Sen. Kohl-Welles
March 14, 2007
Seattle Post-Intelligencer op ed

Transparency is good medicine

Transparency is more than a buzzword. It describes how good public policy is made and it’s why I introduced Senate Bill 5917, requiring pharmaceutical companies to disclose their spending on marketing to physicians.

Washingtonians value openness in government. In 1972, voters approved Initiative 276, requiring government to share documents with the public. Shining light on hidden facets of government lets us become smarter participants in the democratic process.

As a state elected official, I have to disclose certain financial data to the Public Disclosure Commission. Lobbyists, too, disclose how much they spend to influence the legislative process. It makes sense that pharmaceutical companies disclose what they spend on lobbying physicians.

Why? Because marketing by drug companies often determines which pills get prescribed, not whether the drug is the best available. Clearly health care consumers should know how this marketing money is spent so they can make an informed choice. With state drug purchasing plans, taxpayers should know how their money is used.

If that doesn’t convince you, consider this: Americans spent a staggering $213 billion last year on prescription drugs, at a rate of growth of 5.8 percent over 2005. With drugs being the fastest-growing component of health care spending, it’s no wonder that health care costs are skyrocketing.

The Center for Policy Alternatives reports that drug manufacturers spent $22 billion on direct marketing to U.S. doctors in 2003. That amounts to about $25,000 per physician annually. Studies have consistently proved that the visits by sales reps causes doctors to prescribe the latest drugs, even when there is overwhelming evidence that less expensive, proven remedies would be significantly cheaper, equally effective, and in many cases, safer. Why would pharmaceutical companies spend $25,000 per physician if it weren’t profitable?

These sales visits drive up drug costs for individuals, insurance programs and state governments. They also pose challenges to the principles of medical professionalism. Studies have uncovered indisputable evidence that even small gifts have tremendous power in influencing favorable attitudes toward products.

To this end, medical centers and states are moving to require full disclosure. Stanford University Medical Center and the Yale Medical Group have put into place policies banning meals and gifts to physicians. Eight states have laws or resolutions limiting pharmaceutical marketing. Last year, the American Medical Student Association registered its support of the federal Physician Gift Disclosure Act as a way to expose the influence of drug companies on doctors.
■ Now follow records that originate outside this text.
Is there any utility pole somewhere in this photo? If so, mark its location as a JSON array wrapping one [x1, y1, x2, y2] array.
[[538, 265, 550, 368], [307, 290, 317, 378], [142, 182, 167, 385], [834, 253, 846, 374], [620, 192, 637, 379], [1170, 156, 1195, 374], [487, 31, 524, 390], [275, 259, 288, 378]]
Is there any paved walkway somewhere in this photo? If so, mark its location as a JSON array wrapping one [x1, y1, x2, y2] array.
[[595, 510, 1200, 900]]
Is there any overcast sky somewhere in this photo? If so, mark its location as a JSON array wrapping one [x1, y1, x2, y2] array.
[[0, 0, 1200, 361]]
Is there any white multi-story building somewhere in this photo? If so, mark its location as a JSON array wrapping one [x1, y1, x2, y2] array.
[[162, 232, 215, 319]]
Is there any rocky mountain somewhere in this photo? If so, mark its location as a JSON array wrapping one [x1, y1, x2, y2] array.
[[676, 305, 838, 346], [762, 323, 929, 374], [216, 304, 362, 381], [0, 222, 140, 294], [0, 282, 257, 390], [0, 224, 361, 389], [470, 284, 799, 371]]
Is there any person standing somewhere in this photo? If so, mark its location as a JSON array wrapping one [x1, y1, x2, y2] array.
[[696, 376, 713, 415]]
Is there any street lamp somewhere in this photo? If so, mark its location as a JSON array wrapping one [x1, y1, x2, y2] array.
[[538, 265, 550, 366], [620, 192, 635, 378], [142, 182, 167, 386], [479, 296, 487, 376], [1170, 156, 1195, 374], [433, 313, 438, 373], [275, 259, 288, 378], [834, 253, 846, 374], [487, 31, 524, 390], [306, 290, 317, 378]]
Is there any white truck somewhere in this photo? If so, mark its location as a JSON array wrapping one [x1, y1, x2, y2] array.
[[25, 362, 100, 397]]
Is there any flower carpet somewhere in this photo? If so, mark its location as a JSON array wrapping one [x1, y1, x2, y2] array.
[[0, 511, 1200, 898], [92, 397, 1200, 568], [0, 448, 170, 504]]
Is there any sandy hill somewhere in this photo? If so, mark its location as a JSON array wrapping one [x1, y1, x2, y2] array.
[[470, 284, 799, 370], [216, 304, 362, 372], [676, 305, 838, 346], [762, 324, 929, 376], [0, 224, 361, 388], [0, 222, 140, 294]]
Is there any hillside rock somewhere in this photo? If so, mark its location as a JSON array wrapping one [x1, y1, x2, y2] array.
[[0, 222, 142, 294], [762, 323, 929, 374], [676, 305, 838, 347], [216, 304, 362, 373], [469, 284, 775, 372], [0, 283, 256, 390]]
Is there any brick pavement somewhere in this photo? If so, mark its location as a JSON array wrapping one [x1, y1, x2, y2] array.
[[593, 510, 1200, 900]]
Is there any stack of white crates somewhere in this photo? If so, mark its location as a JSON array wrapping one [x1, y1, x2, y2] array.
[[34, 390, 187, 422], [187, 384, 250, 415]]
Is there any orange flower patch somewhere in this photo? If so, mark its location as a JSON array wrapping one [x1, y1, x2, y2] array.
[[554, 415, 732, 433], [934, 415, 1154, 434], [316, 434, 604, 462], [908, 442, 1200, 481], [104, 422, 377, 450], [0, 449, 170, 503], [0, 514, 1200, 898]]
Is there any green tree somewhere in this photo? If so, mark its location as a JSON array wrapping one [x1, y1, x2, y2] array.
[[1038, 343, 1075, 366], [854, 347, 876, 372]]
It points out that as taxpayers and patients fund government health care programs, they should know how pharmaceutical companies are influencing doctors through gifts. Along this line, the University of Washington Medical Student Association endorses my bill.

The pharmaceutical companies have expressed concern that letting the public know about the “gifts” they make to doctors will expose “trade secrets.” Yet the states that have enacted similar laws have caused no harm to the drug companies — other than shedding some light on this practice.

If pharmaceutical companies have nothing to hide, then why do they object to disclosing information on their spending practices, as required by the bill? My family finances are public record. The spending of the drug industry’s lobbyists is also available. It’s time that we all played by the same set of rules.

Editor’s note: Sen. Jeanne Kohl-Welles, D-36th Legislative District, is chair of the Senate Labor, Commerce, Research & Development Committee. She also serves on the Senate Health & Long-Term Care, Rules, and Ways & Means committees.